SMPS Output Filtering Limitations

[jmdejoanelli]

Hi all,

Just a quick question regarding switch mode power supply output LC filtering.

What stops us from putting an arbitrarily ordered filter (say like n=5) on the output of a SMPS to remove almost all output ripple and noise? I understand that cost and power dissipation in inductors may be two of the things, but what else?

I'm trying to wrap my head around the pros and cons of using linear vs SMPS power supplies in very low noise applications. I've had a look around online, but haven't really found anything that answers my question.

Thanks!
Josef

[Signal32]

Well you could just put a linear regulator after the SMPS to get rid of virtually all the noise / ripple. But, from what I understand it's the EMI that will get you if using SMPS in very low noise applications. 
For example the Keithley 2001 7.5 digit DMM has a special transformer coated in material that reduces EMI. https://doc.xdevs.com/doc/Keithley/2002/photo/xDevs.com/K2002_1-2254.jpg
And the transformer is running at 60hz, not hundred of kHz. So, basically you'dd have to isolate the entire SMPS in a metal can and I'm not even sure if that would drop the EMI to 0.

[peter.mitchell]

output transient response.
the more inductance in the output filter the longer the current flowing takes to change, so if a sudden load is applied, the output will sag, and if a large load is removed, the output will overshoot. then there is excessive output capacitance - if there is a lot of output capacitance then the output will take too long to change relative to the controllers output which will result in sub-harmonic oscillations.

[T3sl4co1l]

Nothing. It's often done in low noise applications.  Some people boggle how spectrum analyzers can possibly even be built with digital circuitry and switching supplies in the same enclosure; these people don't know about filtering and shielding.

What you want to avoid is having a lot of poles (and therefore a lot of delay) in the control bandwidth.  What's usually done is taking AC feedback from early in the filter, so that the loop is compensated for a stable output to that node.  The subsequent filter is designed to have minimal impact on the transient response (i.e., for a maximum overshoot of dV at a load step of dI, the filter is designed for a low Q and an impedance of dV/dI).

The DC feedback can be taken at the end of the filter, to provide more accurate DC regulation, or as long as the inductors have low enough DCR (so that Imax * DCR and overshoot dV doesn't blow the Vout(min) limit for the supply design).

Or, if the fundamental ripple is tolerable (as may be the case for analog circuits, where PSRR is good at lower frequencies), then an EMI filter can be added, with a much higher cutoff frequency.  Being above the loop cutoff frequency, it has little impact on stability, while filtering the crunchy MHz stuff.

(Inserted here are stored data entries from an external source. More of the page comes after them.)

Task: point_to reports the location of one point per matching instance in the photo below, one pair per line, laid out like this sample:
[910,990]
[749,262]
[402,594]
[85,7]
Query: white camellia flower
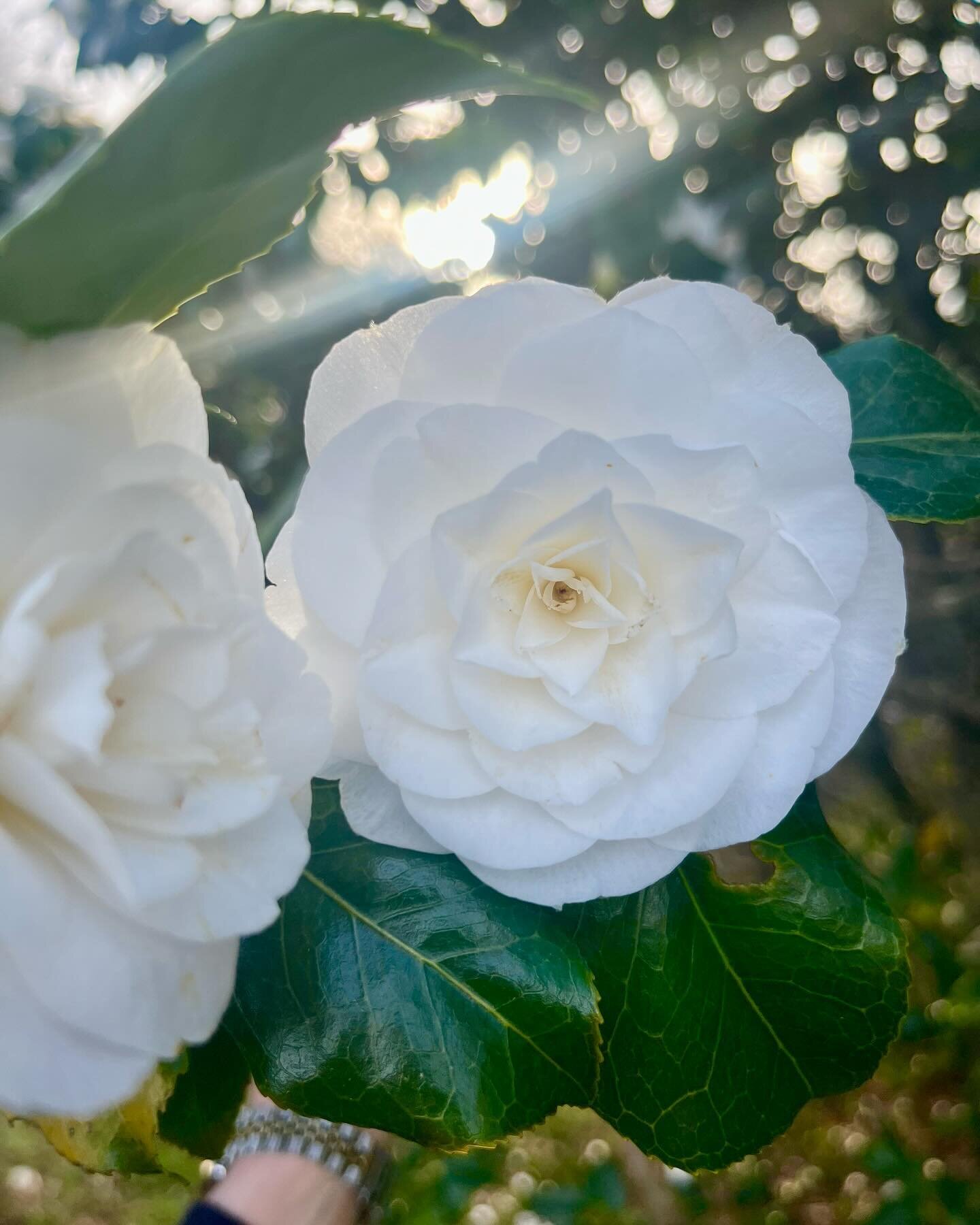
[154,727]
[593,583]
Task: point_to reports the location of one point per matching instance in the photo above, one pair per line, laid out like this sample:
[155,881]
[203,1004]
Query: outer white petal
[418,756]
[606,870]
[414,675]
[785,626]
[243,875]
[505,831]
[615,373]
[701,484]
[364,370]
[740,342]
[692,772]
[773,776]
[70,459]
[632,689]
[459,453]
[687,565]
[50,1068]
[98,970]
[872,635]
[512,712]
[575,467]
[374,808]
[329,657]
[331,534]
[487,635]
[570,772]
[128,385]
[448,361]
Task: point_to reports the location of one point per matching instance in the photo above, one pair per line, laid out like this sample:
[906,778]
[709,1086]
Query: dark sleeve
[203,1214]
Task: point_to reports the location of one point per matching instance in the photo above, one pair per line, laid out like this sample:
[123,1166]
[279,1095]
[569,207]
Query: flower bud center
[559,597]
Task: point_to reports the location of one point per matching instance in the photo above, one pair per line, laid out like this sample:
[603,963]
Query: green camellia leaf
[214,167]
[917,430]
[725,1009]
[128,1139]
[397,992]
[200,1114]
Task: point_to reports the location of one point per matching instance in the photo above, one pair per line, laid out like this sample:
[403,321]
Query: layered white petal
[872,636]
[502,828]
[594,585]
[374,808]
[157,733]
[606,870]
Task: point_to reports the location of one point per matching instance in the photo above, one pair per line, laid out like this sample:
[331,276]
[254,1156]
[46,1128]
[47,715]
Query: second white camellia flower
[593,583]
[157,734]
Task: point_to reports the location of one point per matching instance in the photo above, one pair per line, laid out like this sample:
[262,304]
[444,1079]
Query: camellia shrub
[574,593]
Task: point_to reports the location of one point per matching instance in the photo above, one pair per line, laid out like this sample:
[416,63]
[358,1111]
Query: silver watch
[348,1152]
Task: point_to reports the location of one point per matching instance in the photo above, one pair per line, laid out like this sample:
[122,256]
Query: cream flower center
[561,595]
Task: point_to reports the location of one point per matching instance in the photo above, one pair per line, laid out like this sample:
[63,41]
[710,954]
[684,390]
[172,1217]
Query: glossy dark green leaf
[725,1009]
[399,992]
[200,1113]
[214,167]
[917,430]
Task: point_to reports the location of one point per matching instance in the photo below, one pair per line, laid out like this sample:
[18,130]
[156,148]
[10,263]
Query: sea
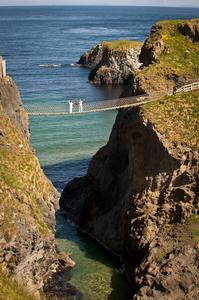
[41,45]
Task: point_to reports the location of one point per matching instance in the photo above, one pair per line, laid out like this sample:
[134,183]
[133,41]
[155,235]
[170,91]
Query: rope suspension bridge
[99,106]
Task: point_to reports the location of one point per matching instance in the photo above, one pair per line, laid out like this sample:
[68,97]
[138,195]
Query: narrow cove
[74,140]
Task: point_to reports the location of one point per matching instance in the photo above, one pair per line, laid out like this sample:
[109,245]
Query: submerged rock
[28,202]
[139,192]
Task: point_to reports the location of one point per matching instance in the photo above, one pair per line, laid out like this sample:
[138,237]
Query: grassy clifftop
[120,45]
[170,56]
[22,182]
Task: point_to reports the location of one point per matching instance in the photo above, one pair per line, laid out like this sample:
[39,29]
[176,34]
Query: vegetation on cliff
[28,254]
[121,45]
[170,57]
[140,196]
[22,182]
[176,117]
[112,61]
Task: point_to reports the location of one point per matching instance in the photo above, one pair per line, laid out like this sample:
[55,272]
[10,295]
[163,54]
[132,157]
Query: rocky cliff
[140,197]
[27,209]
[169,58]
[112,62]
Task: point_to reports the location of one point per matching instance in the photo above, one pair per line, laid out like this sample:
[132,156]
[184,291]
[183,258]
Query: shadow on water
[96,274]
[63,172]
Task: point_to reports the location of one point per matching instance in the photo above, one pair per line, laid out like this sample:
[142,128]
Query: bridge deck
[105,105]
[88,107]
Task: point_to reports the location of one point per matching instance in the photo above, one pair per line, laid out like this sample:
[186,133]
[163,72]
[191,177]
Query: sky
[180,3]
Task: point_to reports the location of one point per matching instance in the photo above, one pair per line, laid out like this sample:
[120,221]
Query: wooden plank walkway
[99,106]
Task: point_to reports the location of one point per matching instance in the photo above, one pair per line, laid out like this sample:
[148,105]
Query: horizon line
[95,5]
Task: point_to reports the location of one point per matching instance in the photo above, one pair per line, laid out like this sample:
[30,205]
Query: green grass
[121,45]
[177,117]
[22,182]
[180,55]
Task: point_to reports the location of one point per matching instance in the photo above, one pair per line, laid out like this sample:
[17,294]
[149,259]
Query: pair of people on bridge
[80,106]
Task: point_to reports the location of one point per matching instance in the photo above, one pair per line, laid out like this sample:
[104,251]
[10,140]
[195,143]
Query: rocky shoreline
[28,200]
[140,195]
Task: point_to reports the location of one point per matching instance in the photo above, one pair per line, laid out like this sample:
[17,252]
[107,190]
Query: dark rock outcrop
[191,30]
[112,65]
[153,46]
[28,201]
[137,189]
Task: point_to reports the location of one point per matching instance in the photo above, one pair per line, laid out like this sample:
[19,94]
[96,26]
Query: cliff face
[169,58]
[113,62]
[27,205]
[12,104]
[139,194]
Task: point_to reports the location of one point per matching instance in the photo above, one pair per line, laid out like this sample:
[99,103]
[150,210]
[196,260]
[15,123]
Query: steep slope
[140,197]
[112,62]
[169,58]
[27,206]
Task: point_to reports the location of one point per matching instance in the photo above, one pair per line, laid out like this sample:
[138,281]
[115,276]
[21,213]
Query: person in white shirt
[70,107]
[80,103]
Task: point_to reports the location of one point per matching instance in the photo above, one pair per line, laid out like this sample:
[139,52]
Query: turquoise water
[64,144]
[96,274]
[33,37]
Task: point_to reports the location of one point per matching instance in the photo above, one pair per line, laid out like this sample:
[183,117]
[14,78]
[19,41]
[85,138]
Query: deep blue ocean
[31,38]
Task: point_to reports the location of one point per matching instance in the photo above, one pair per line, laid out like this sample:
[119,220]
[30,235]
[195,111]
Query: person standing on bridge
[80,104]
[70,106]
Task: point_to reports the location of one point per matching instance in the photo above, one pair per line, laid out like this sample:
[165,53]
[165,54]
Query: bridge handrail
[105,105]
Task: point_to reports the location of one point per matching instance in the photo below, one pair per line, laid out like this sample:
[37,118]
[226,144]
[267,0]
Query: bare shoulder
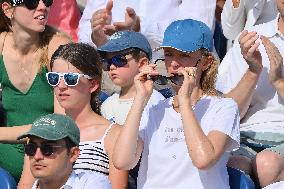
[111,137]
[2,38]
[58,38]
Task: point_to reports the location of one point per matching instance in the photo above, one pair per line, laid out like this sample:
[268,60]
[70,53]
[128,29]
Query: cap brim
[111,47]
[165,46]
[44,134]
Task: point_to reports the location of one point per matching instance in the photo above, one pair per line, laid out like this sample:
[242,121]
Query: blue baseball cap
[123,40]
[187,35]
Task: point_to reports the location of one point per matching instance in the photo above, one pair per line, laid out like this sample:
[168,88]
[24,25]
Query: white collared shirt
[266,110]
[84,181]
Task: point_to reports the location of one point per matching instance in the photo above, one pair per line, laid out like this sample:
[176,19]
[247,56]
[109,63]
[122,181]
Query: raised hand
[189,82]
[249,44]
[276,62]
[131,22]
[144,86]
[101,24]
[236,3]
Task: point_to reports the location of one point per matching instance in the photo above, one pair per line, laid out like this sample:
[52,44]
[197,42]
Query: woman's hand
[189,82]
[101,24]
[144,86]
[276,62]
[249,48]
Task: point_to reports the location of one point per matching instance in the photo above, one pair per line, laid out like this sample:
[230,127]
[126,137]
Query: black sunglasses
[163,80]
[70,79]
[30,4]
[46,149]
[118,60]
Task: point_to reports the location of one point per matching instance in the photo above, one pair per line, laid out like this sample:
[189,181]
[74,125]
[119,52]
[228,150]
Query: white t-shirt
[266,111]
[84,181]
[155,17]
[115,109]
[165,162]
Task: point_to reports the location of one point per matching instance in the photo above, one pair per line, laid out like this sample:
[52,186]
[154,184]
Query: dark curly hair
[86,59]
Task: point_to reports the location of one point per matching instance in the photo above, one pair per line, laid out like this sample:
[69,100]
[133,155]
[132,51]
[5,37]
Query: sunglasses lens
[71,79]
[105,65]
[46,149]
[177,79]
[119,60]
[53,78]
[48,3]
[160,80]
[30,149]
[31,4]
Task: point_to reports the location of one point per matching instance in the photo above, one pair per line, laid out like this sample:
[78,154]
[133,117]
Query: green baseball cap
[54,127]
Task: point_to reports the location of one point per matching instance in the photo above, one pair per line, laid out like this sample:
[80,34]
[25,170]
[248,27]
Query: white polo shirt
[266,111]
[166,163]
[84,181]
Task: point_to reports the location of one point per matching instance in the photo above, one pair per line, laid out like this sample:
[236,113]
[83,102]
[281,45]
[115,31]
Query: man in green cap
[52,148]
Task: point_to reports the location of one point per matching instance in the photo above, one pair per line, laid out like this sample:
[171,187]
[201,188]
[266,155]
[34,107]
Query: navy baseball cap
[187,35]
[123,40]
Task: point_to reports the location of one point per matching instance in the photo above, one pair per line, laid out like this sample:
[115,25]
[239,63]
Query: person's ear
[209,59]
[142,62]
[95,85]
[7,9]
[74,153]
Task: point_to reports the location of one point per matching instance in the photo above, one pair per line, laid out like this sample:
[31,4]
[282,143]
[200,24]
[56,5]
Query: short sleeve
[144,122]
[227,120]
[231,69]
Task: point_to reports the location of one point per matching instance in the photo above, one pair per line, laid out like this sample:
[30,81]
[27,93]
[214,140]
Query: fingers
[130,12]
[109,6]
[247,41]
[129,22]
[252,49]
[271,50]
[109,29]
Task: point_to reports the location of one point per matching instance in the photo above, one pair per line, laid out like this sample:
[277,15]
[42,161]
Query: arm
[204,150]
[129,145]
[275,74]
[244,90]
[233,18]
[85,29]
[102,27]
[118,178]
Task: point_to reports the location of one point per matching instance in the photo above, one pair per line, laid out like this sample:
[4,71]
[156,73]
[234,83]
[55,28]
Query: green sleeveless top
[24,108]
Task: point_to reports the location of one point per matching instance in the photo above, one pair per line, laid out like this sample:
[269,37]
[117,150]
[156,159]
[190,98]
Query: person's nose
[41,5]
[61,84]
[38,155]
[112,67]
[174,63]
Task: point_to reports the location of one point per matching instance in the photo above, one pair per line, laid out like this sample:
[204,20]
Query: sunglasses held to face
[31,4]
[70,79]
[45,148]
[118,60]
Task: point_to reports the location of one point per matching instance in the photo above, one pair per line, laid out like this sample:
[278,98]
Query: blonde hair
[45,36]
[208,76]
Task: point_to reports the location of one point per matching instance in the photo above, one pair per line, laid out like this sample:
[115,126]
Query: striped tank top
[93,156]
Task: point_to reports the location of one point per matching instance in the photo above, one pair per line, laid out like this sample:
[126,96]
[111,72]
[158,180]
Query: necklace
[193,106]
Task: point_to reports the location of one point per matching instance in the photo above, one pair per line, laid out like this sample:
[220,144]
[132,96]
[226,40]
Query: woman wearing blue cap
[186,140]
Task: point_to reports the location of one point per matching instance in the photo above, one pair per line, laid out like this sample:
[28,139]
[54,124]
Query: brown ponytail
[5,22]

Common mode filtering, or careful design of current loop paths (perhaps including cutting ground planes, but only very carefully), may also be necessary.

Tim

[ConKbot]

If your smps doesn't mind low esr ceramics on the output, (no min esr specification) load up the output with filtering caps. I like to use the TDK component characteristic viewer to get impedance vs freq data for different ceramic caps, and make sure that the impedance is low at first few harmonics of the switching frequency. If you can keep it under 20 mohm (on paper at least), the parasitic resistance in a small converter (50 mohms in the inductor, 50-100 in the switching fets maybe more) you can end up with a reasonable attenuation, with only the single pole. You definitely need to be mindful of your layout though, as stray inductance with all those high q caps will love to ring. 

[MosherIV]

Hi

"I'm trying to wrap my head around the pros and cons of using linear vs SMPS power supplies in very low noise applications."

It depends on the application. If it is audio, either will be ok. The high freq switching noise is well above audio freq.
If the application is some kind of low voltage instrumentation, linear is best due to lower noise. The frequency bandwidth plays a big part, usually switching freq is right in the band that you want to measure.

In general, linear psu has lower noise and is less efficient. Linear can leak mains hum into surrounding circuuts, best overcome by mechanical seperation or sheilding most sensitive circuits. Linear psu is easy to design with linear regulators
SMPS is more efficient (upto 97%) but is noisier. They are smaller and lighter to equivilant linear. There many more SMPS topologies to choose from, each with different characteristics. Due to the volumne of SMPS in use now, they have become cheaper than linear. SMPS circuits can be harder to get right in design and operation. Isolation transformers for some topologies are not available off the shelf, they must be designed and built to order.